Unless you’ve been living on another planet since the last decade, you’ll know that the advent of crowdfunding was a direct result of the financial crisis in the late noughties. Startups, small businesses, charities and the like had no access to the financial markets and could not fund their projects from traditional sources like banks or from equity sales through broker channels.

The sheer growth of crowdfunding, as well as other alternative funding methods such as crypto-funding through private investor platforms is staggering. In North America alone, there were 375 crowdfunding platforms by end 2014 and 1,250 worldwide. By 2015, the global volume of crowdfunding had grown to $16.2 billion and is expected to reach $49 billion by end 2018 rising to $110 billion by 2021.

Crowdfunding may seem to have reached the mainstream status, but only for a small segment of modern, tech-savvy investors who are street-wise enough to be able to handle the risks it entails.

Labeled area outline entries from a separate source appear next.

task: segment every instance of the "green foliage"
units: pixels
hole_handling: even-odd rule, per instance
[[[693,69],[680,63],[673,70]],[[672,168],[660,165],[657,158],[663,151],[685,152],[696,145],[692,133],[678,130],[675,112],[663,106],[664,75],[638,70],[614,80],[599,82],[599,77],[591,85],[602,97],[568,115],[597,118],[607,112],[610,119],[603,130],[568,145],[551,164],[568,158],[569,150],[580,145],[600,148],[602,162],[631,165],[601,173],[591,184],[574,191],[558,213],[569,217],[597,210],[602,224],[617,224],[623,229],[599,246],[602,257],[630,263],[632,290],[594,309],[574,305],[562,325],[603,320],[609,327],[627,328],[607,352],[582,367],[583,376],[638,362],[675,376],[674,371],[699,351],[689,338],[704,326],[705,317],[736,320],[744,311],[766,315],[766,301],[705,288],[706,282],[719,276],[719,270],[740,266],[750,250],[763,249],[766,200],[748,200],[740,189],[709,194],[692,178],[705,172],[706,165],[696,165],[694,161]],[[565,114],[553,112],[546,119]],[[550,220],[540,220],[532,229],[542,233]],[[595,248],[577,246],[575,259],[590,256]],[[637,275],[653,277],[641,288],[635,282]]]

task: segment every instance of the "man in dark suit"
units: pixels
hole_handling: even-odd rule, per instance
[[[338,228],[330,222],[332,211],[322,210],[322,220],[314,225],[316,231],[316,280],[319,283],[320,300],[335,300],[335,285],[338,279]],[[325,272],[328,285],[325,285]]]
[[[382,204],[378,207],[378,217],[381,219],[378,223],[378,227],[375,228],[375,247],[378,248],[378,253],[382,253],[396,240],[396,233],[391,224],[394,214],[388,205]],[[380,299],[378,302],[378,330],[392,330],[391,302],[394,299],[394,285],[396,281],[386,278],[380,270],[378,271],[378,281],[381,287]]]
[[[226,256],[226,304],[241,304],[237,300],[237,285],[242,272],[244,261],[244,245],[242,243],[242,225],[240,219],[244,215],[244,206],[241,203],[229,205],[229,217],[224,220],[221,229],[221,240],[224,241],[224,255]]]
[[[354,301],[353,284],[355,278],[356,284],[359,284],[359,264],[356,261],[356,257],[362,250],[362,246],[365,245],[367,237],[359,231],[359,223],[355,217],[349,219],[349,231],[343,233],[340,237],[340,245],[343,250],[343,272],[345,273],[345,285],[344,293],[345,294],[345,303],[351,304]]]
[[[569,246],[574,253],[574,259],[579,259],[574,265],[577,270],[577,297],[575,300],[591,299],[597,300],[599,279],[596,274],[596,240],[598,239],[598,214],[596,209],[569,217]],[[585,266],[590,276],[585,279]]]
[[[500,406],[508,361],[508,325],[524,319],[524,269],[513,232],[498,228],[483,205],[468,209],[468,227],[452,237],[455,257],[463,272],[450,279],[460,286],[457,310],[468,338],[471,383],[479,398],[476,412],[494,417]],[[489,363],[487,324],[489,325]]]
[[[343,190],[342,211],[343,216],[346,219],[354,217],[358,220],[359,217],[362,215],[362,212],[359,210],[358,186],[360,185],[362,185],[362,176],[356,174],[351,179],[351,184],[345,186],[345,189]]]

From an investor standpoint, crowdfunding is still the Wild West. Regulations are minimal if at all and crowdfunding platforms lack the tools for due diligence on fund seekers. The vast majority of the world’s people who invest in the more traditional instruments such as listed shares or stock funds are not yet up to the challenge crowdfunding brings.

There have been too many scams. Take the famous BitConnect Bitcoin investment lending platform. It made inroads into the crypto-funding scene with an Initial Coin Offering (ICO) in December 2016. During 2017 BitConnect stabilized its position as one of the best performing cryptocurrencies on CoinMarketCap. But despite its rapid growth, BitConnect was frequently labeled a Ponzi scheme by a small, but loud crowd of skeptics. In January 2018, soon after its market cap had peaked at $2.6 billion BitConnect abruptly announced shut down of its lending and exchange services.

For the masses, the BitConnect shutdown came as a surprise, but the writing was on the wall from the day one. Namely, BitConnect had registered false facts about its business, including its location and the identities of the founding members, i.e. information that a due diligence check carried out by a professional would have exposed.

Another famous crowdfunding scam was Imperia Invest IBC (Imperia) for defrauding more than 14,000 investors worldwide. Imperia raised in excess of $7 million, $4 million of which was collected primarily from deaf investors in the United States. According to the Securities and Exchange Commission’s complaint filed in the U.S. District Court for Utah, Imperia defrauded investors by soliciting funds via the internet to purchase Traded Endowment Policies (TEP), the British term for viatical settlements. Its unrealistic business proposal promised to pay investors a guaranteed return of 1.2% per day. Additionally, the company wasn’t even lawfully registered anywhere in the world, although it claimed to be licensed and located in both the Bahamas and Vanuatu when, in fact, it was not licensed to do business or located in either of those countries.

So, as the two scams described above reveal, the fundamental challenge with alternative funding mechanisms such as equity crowdfunding, crowdsourcing and crypto-funding today is the remarkable lack of cost-effective due diligence services available to crowdfunding and crypto-funding platforms to become self-regulating and ensure the legitimacy of their assets to protect the interests of small investors.

Can crowdfunding become truly mainstream? It seems obvious, but not before the alternative investment methods and platforms provide a safer and more credible, self-regulated marketplace. Otherwise, it will remain a niche investment playground.